Verl Lee Et Al., Respondents, v. Willis Enterprises, Inc., Et Al., Appellants

Maxa, A.C.J.

¶32 (dissenting) — I believe that the trial court erred in ruling that Daniel Fletcher was negligent as a matter of law. Accordingly, I dissent.

¶33 Whether a defendant is negligent depends on the particular circumstances surrounding the incident giving rise to the plaintiff’s injury. The Washington pattern instruction defining “negligence” states that negligence “is the doing of some act that a reasonably careful person would not do under the same or similar circumstances” 6 Washington Practice: Washington Pattern Jury Instructions: Civil 10.01 (6th ed. 2012) (WPI) (emphasis added). The pattern instruction defining “ordinary care” states that ordinary care means “the care a reasonably careful person would exercise under the same or similar circumstances.” WPI 10.02 (emphasis added). As the majority notes, negligence generally is a question of fact for the jury and should be decided as a matter of law only in the clearest of cases. Millson v. City of Lynden, 174 Wn. App. 303, 312, 298 P.3d 141 (2013).

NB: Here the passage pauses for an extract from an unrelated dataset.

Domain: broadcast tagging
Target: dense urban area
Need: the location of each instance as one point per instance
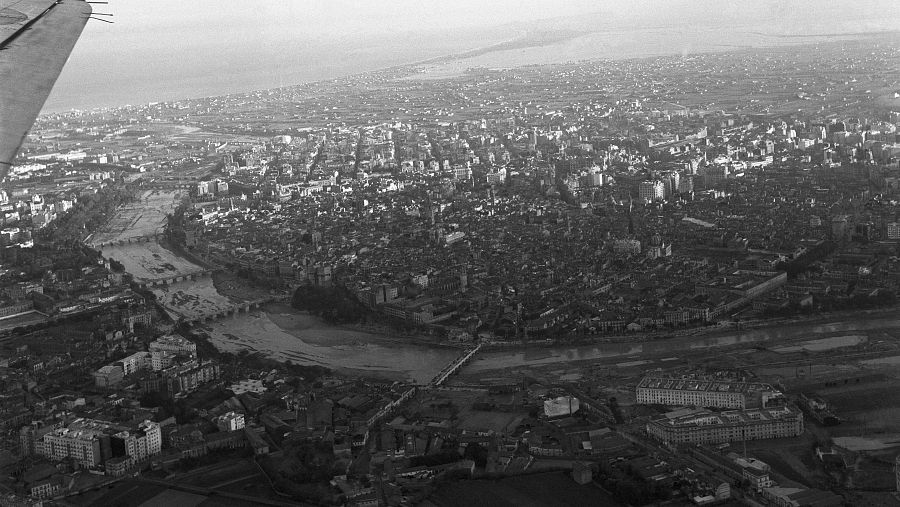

¶34 Here, the key circumstances were that (1) Veri Lee had specialized knowledge, experience and training regarding the repair of variable frequency drives (VFDs), (2) Fletcher had minimal knowledge and experience regarding VFDs, (3) Lee was completely in charge of the VFD repair work, and (4) Lee appeared to acquiesce in Fletcher’s proposal to tap the fan blade with his screwdriver. Lee challenges the fourth fact. But the evidence that Willis and Fletcher submitted - that we must assume is true for summary judgment purposes - shows that after Fletcher *406proposed tapping the fan blade, Lee did not disagree and in fact continued shining his flashlight on the fan for the next 15 seconds. This evidence gives rise to a reasonable inference that Lee agreed with Fletcher’s proposed course of action. Lee’s agreement in turn gives rise to a reasonable inference that Lee believed Fletcher’s course of action was safe.

¶35 The Supreme Court in System Tank Lines, Inc. v. Dixon suggested that a person may not be negligent if another person with more expertise represents that the first person could perform a particular act safely. 47 Wn.2d 147, 152, 286 P.2d 704 (1955). The court stated that whether the first person’s otherwise negligent act was reasonable in light of such a representation is a question of fact. Id. I do not necessarily advocate adopting a rule that an expert’s acquiescence in the defendant’s conduct always creates a question of fact regarding the defendant’s negligence. However, under the specific circumstances in this case I believe that Lee’s expertise, Fletcher’s lack of expertise, Lee’s control over the repair work, and Lee’s acquiescence in Fletcher’s proposed course of conduct creates a question of fact regarding whether Fletcher’s conduct was reasonable under the circumstances of this incident.

¶36 The evidence of negligence against Fletcher certainly is strong. After considering evidence regarding the circumstances surrounding the incident, a jury may well have found that Fletcher was negligent. But that was a decision for the jury to make, not for the trial court to make on summary judgment.